Il menù comincia soavemente, per poi via via irrigidirsi un po’, fino a diventare aspro, crudo, amaro. La colonna sonora in sottofondo accompagna l’evoluzione gustativa con un’ascesa ritmica in grado di creare un crescendo emozionale davvero toccante.
Il cuoco dimostra grande carattere e una finissima intelligenza decidendo di osare, ove non può con il gusto, con le consistenze dei suoi piatti. Tutto ruota intorno ad esse, che a prescindere dall’intensità e dall’estremismo presente nei vari passaggi del pranzo, riescono da sole ad entusiasmare. Emblematico il tagliolino di rapa rossa con escabeche, che pecca un po’ di audacia ma crea in bocca un gioco di consistenze tale da far passare in secondo piano le sue mancanze. La croccantezza del tagliolino viene spezzata subito dall’acidità della escabeche, per poi, una volta masticato, mescolare la sua morbidezza con il sentore terroso della rapa, e chiudere in dolcezza tornando così all’identità prima del tubero.

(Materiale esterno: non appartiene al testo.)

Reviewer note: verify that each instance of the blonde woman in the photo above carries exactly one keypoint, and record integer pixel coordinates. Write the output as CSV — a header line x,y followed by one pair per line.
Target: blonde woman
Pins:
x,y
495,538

Un ‘esperienza polisensoriale che tocca udito, vista, tatto, olfatto e gusto. Gusto che qualche volta vira un pochino troppo verso il dolce, lasciando quel leggero senso di insoddisfazione che si ha quando si è consci di essere al cospetto di qualcosa leggermente imperfetto ma assolutamente perfettibile.
Oliver Piras ha già molto da insegnare. Lo scoglio di un pubblico di sciatori non propriamente aperto a nuove esperienze gustative non è cosa da poco, ma siamo certi che se persevererà nella sua idea il successo sarà assicurato. Il panorama gastronomico italiano avrà ben presto un’altra stella brillante della quale vantarsi. Per il momento può andar fiero di essere l’artefice della prima invidia da parte di Cortina nei confronti di San Vito di Cadore.

Mise en place.
mise en place, AGA, Chef Oliver Piras, San Vito di Cadore
Carota in carpione di carota. Ottimo primo assaggo in cui amaro, acido e dolce si rincorrono creando un risultato notevole.
Carota in Carpione, AGA, Chef Oliver Piras, San Vito di Cadore
Foglia di cavolo nero in tempura, mousse di trota grattugiata e sesamo nero. Tutto sui toni dell’amaro. Buono anche se leggermente troppo unto.
foglia di cavolo nero in tempera, AGA, Chef Oliver Piras, San Vito di Cadore
Cocktail di gamberi dentro il cavoletto di Bruxelles.
cocktail di gamberi dentro il cavoletto, AGA, Chef Oliver Piras, San Vito di Cadore
Ovetto con parfait di tuorlo, uova di trota e spuma di cavolfiore. Pennellata classica di grande stile.
ometto con parlati di tuorlo, AGA, Chef Oliver Piras, San Vito di Cadore
Arrivano il pane ed i grissini. Ottimi.
pane e grissini ottimi, AGA, Chef Oliver Piras, San Vito di Cadore
Burro di malga montato.
burro di malga, AGA, Chef Oliver Piras, San Vito di Cadore
Tagliolino di rapa rossa con escabeche. Comincia il menù degustazione e il suo gioco di consistenze.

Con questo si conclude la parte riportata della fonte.